Although some of the objectives of the currency change policy are laudable, the costs to the economy, especially the poor and most vulnerable, are too high to ignore. Very few people can argue against taking actions to tackle kidnappers’ use of cash or to limit the use of cash to influence elections. However, as with every policy, the benefits have to be weighed against the costs. When this cash crisis is combined with the fuel crisis, the already high food inflation, and a competitive election season, then the risk of a self-inflicted recession and social unrest is too high to ignore. It will be tantamount to turning up the heat under a pressure cooker that is already bursting at the seams.

One option will be to increase supply of the new notes by printing abroad. Aside other complications, this will take time and thus will not address the short-term crunch. On the basis of this, the only credible path to reducing the pressure and limiting the economic consequences with the unfortunate effect on the lives and livelihoods of the poorest, is to extend the timeline for the currency change. This should be done with a concerted effort to return some of the old notes into circulation to immediately ease the cash crunch.

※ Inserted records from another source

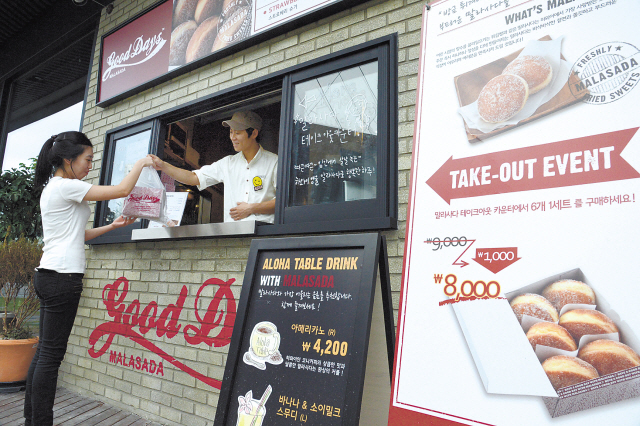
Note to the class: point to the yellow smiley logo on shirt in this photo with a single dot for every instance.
(257, 183)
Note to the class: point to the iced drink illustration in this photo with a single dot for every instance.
(251, 411)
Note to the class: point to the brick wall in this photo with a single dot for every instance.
(158, 271)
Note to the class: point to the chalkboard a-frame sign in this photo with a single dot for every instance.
(299, 346)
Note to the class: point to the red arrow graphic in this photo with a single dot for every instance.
(590, 159)
(462, 263)
(496, 259)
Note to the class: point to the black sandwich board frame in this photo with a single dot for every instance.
(374, 256)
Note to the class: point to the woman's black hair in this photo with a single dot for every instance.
(65, 146)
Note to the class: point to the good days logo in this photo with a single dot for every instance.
(132, 321)
(148, 48)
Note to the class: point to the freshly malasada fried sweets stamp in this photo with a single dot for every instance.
(534, 305)
(535, 70)
(609, 356)
(564, 292)
(502, 98)
(565, 371)
(551, 335)
(580, 322)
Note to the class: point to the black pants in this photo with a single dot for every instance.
(59, 296)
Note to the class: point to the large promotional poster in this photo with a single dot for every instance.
(520, 301)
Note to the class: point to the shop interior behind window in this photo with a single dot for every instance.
(197, 141)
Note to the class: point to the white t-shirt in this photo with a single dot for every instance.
(64, 220)
(252, 182)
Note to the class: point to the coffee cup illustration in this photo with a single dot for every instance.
(265, 339)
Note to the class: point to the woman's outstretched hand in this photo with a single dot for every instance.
(157, 162)
(123, 221)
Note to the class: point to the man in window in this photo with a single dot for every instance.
(249, 176)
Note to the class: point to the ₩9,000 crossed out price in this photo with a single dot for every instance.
(330, 347)
(468, 290)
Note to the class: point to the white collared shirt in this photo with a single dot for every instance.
(64, 220)
(252, 182)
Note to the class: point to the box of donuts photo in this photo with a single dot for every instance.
(557, 338)
(516, 89)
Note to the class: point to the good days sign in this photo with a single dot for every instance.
(133, 321)
(176, 37)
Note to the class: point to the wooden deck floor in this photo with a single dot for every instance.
(70, 409)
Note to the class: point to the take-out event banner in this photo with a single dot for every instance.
(176, 33)
(524, 181)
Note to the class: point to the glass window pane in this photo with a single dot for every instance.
(335, 125)
(126, 152)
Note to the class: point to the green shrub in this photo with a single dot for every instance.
(20, 203)
(18, 260)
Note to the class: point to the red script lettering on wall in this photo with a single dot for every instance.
(127, 317)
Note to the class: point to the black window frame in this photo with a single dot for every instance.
(358, 213)
(383, 209)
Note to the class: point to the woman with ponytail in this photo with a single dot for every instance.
(64, 160)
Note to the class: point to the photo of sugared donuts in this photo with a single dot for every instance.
(502, 98)
(555, 333)
(609, 356)
(564, 292)
(580, 322)
(535, 306)
(551, 335)
(565, 371)
(534, 69)
(195, 28)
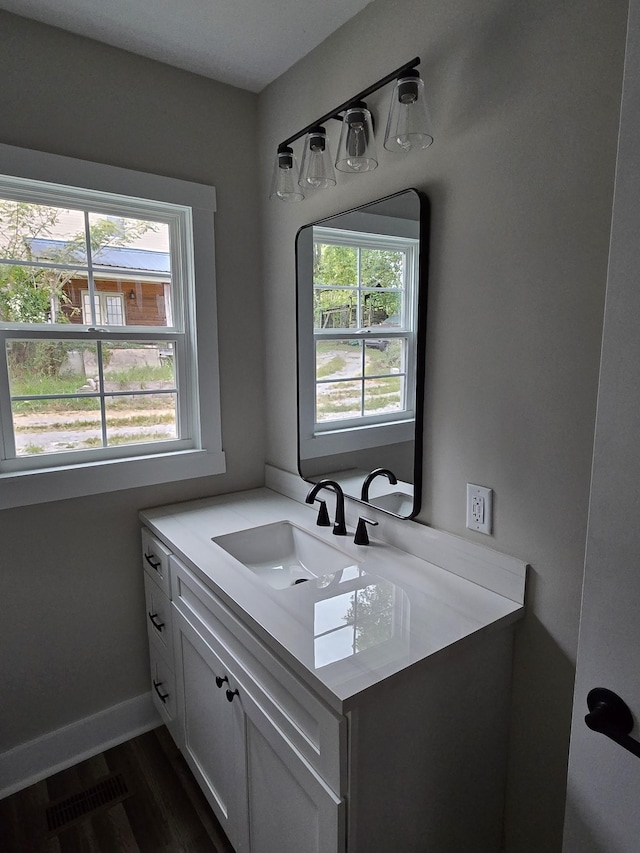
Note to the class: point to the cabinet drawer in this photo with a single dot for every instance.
(313, 729)
(163, 685)
(158, 608)
(155, 559)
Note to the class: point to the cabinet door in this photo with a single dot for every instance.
(290, 808)
(213, 730)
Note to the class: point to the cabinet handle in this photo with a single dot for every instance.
(158, 685)
(157, 625)
(148, 558)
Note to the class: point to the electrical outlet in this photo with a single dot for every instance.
(479, 508)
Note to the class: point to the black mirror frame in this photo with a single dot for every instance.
(421, 340)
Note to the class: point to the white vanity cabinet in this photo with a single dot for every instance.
(266, 797)
(258, 747)
(312, 728)
(155, 560)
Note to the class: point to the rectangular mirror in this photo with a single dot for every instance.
(361, 313)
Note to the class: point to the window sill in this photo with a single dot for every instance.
(356, 438)
(93, 478)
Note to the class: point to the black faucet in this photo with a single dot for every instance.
(364, 495)
(339, 526)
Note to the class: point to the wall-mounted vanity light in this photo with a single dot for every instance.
(408, 128)
(316, 172)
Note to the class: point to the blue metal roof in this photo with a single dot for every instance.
(136, 260)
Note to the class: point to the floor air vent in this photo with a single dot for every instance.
(104, 794)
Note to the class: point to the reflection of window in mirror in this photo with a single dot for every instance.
(364, 310)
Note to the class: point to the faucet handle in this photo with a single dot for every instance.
(323, 519)
(362, 537)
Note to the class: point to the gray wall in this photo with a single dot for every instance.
(525, 101)
(72, 642)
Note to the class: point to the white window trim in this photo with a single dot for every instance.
(206, 457)
(332, 437)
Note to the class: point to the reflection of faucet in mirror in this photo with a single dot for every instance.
(364, 495)
(339, 526)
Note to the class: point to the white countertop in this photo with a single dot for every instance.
(342, 633)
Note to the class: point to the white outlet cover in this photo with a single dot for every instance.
(479, 508)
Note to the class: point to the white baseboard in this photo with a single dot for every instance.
(36, 760)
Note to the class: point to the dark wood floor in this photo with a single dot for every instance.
(162, 809)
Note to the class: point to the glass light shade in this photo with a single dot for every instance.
(357, 148)
(316, 172)
(409, 124)
(284, 183)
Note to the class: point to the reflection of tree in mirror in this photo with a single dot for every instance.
(371, 614)
(36, 295)
(338, 266)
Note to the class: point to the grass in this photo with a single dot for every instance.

If this is done with a new timeline that is far enough that most people do not fear the immediate risk of accepting the old notes, and is communicated clearly and transparently by all parties, then the cash crisis will end. Guaranteed, the reputational damage to the CBN from having to walk back on the policy will be difficult to reverse, but there is no cost-free path now. We can only choose the least costly option. And in doing that, the ego of the central bank should weigh far less than the economic, social and political costs to the entire system.